Authors
Published
31 Jul 2025Form Number
LP2268PDF size
10 pages, 223 KBAbstract
Scikit-learn is an open-source Python library that bundles a broad suite of supervised- and unsupervised-learning algorithms—along with preprocessing, model-selection, and evaluation utilities—so practitioners can build and validate machine-learning pipelines with just a few lines of code.
Standard scikit-learn executes many algorithms in a single thread, which leaves modern multi-core Intel Xeon processors under-utilized during model training. Intel Extension for Scikit-learn (sklearn-intelex) transparently patches scikit-learn to invoke highly-optimized oneAPI Data Analytics Library (oneDAL) primitives, delivering significant wall-clock speed-ups with near-identical model accuracy.
In this paper we benchmark common supervised and unsupervised learning tasks—classification, regression, clustering—comparing training and inference wall-clock time and predictive accuracy between vanilla scikit-learn and scikit-learn-intelex on a Lenovo ThinkSystem SR650 V4 server. Results show:
- Up to 15× faster training for ensemble methods (e.g., Random Forest, Gradient Boosting)
- Up to 87× faster K-Means clustering
- 10–35× faster linear/GLM models
While keeping accuracy within ±0.2 percentage points of the baseline. (Each factor is the ratio of vanilla scikit-learn training time to intel-patched training time on the same workload.)
This paper is for data scientists, ML engineers, and performance-minded architects who already understand core scikit-learn APIs (fit/predict, pipelines) and basic ML concepts (train-test split, common metrics). We assume readers are comfortable with Python and seek practical guidance on extracting more performance from Intel Xeon-based infrastructure without rewriting their code.
Part 2 of a series: This paper is Part 2 of a series of papers on Accelerating Data Science Workflows. Part 1 covers the use of Modin.
Introduction
The first paper of this series demonstrated how Modin alleviates Pandas I/O and transformation bottlenecks. Once data is prepared, model training becomes the next compute-intensive stage. The Intel extension for scikit-learn and boost trees offers a drop-in upgrade—one line of code—that unlocks multicore performance without rewriting pipelines.
Once data is cleansed, model training becomes the next computational hotspot. Rather than re-implementing algorithms, a single call to patch_sklearn() turns Intel Extension for Scikit-learn into a true drop-in accelerator, tapping every CPU core without touching the rest of your pipeline. Intel’s extension re-uses scikit-learn’s Python API yet dispatches heavy-lifting to vectorized C++ kernels. This paper quantifies those benefits.

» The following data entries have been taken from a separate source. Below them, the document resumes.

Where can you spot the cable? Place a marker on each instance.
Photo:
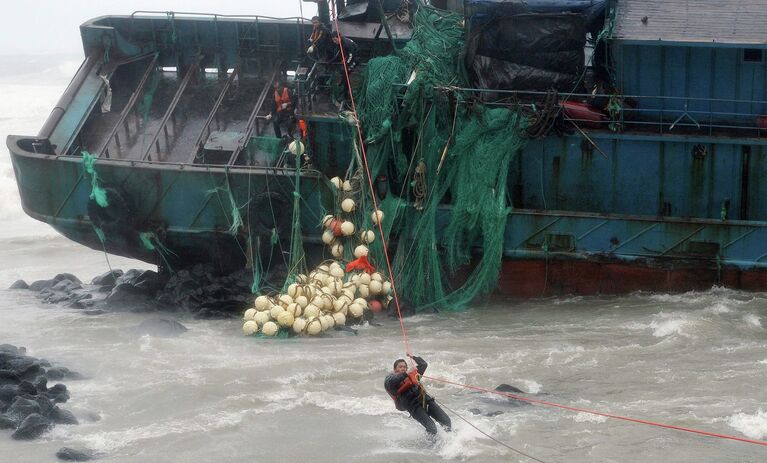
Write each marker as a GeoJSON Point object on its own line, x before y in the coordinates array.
{"type": "Point", "coordinates": [370, 180]}
{"type": "Point", "coordinates": [488, 435]}
{"type": "Point", "coordinates": [607, 415]}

These experiments were conducted on Lenovo ThinkSystem SR650 V4. The Lenovo ThinkSystem SR650 V4 is an ideal 2-socket 2U rack server for customers that need industry-leading reliability, management, and security, as well as maximizing performance and flexibility for future growth. The SR650 V4 is based on two Intel Xeon 6700-series or Xeon 6500-series processors, with Performance-cores (P-cores), formerly codenamed "Granite Rapids-SP".

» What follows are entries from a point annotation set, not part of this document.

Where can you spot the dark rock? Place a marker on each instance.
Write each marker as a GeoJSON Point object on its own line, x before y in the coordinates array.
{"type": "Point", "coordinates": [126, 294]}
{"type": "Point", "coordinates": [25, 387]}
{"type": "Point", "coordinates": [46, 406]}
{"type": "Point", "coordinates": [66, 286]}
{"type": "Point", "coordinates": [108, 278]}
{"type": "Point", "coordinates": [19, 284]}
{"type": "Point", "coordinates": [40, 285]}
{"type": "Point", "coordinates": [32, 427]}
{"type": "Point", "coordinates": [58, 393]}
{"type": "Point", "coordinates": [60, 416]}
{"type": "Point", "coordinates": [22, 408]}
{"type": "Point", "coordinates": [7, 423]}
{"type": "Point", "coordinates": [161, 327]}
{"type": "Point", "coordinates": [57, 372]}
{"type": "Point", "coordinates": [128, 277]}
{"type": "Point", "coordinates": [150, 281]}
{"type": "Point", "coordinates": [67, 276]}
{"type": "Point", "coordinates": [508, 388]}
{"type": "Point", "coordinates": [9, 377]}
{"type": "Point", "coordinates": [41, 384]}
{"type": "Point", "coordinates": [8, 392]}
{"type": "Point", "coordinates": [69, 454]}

The SR650 V4 is designed to handle a wide range of workloads, such as databases, virtualization and cloud computing, virtual desktop infrastructure (VDI), infrastructure security, systems management, enterprise applications, collaboration/email, streaming media, web, and HPC.
Benchmark methodology
To quantify the benefit of sklearn-intelex over vanilla scikit-learn we followed a controlled, repeatable workflow that isolates the effects of hardware, library implementation, and workload mix. The methodology is organized around three building blocks—metrics, algorithms & datasets, and procedure—described below.
Topics in this section:
Metrics
The list below defines the performance and quality signals we record for every experiment:
- Primary– Training wall-clock time (median of 5 cold-start runs).

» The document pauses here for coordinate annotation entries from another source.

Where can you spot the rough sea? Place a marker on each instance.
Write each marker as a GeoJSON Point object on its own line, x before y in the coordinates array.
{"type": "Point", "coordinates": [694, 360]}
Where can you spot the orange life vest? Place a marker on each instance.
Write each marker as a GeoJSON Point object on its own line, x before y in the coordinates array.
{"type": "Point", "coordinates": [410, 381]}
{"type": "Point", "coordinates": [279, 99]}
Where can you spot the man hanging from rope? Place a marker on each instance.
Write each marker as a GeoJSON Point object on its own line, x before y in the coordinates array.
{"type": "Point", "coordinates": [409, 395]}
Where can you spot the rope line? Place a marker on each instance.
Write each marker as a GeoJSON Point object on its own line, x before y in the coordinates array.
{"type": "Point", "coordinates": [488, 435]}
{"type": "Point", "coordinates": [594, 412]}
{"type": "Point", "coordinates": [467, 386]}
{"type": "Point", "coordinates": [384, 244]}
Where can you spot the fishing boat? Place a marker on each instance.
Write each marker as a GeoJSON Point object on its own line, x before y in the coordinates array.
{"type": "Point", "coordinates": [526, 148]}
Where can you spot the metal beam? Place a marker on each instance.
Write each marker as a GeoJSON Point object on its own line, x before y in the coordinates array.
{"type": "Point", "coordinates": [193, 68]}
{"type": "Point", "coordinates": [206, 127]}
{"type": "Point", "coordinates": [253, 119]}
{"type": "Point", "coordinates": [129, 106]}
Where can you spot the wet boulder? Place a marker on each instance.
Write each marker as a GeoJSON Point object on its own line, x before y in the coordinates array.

- Guardrail– Predictive quality: accuracy (classification), Mean Square Error (regression), silhouette (clustering).
Algorithms and datasets
We chose widely used classical algorithms paired with publicly available datasets large enough to stress a multi core CPU yet still runable on a single server. The following table groups them by ML task and shows which metric serves as the speed target (primary) and which protects model fidelity (guardrail).
Procedure
The following run-loop is executed for each algorithm × dataset combination to generate the timing and accuracy numbers reported later. By repeating the exact workflow twice—once with stock scikit-learn (“vanilla”) and once with Intel’s patched version—we isolate the speed-up attributable solely to sklearn-intelex.
- Preprocess dataset and cache in memory.
Load the raw dataset, perform any required cleaning/encoding, and hold the resulting arrays in memory so file-I/O never contaminates timing results.
- Select one of the following implementations:
- Intel run: call from sklearnex import patch_sklearn; patch_sklearn() to monkey-patch scikit-learn estimators with oneDAL-backed, multi-threaded versions.
- Baseline (“vanilla”) run: skip the patch—i.e., import and use scikit-learn exactly as shipped on PyPI—so all algorithms execute on a single core.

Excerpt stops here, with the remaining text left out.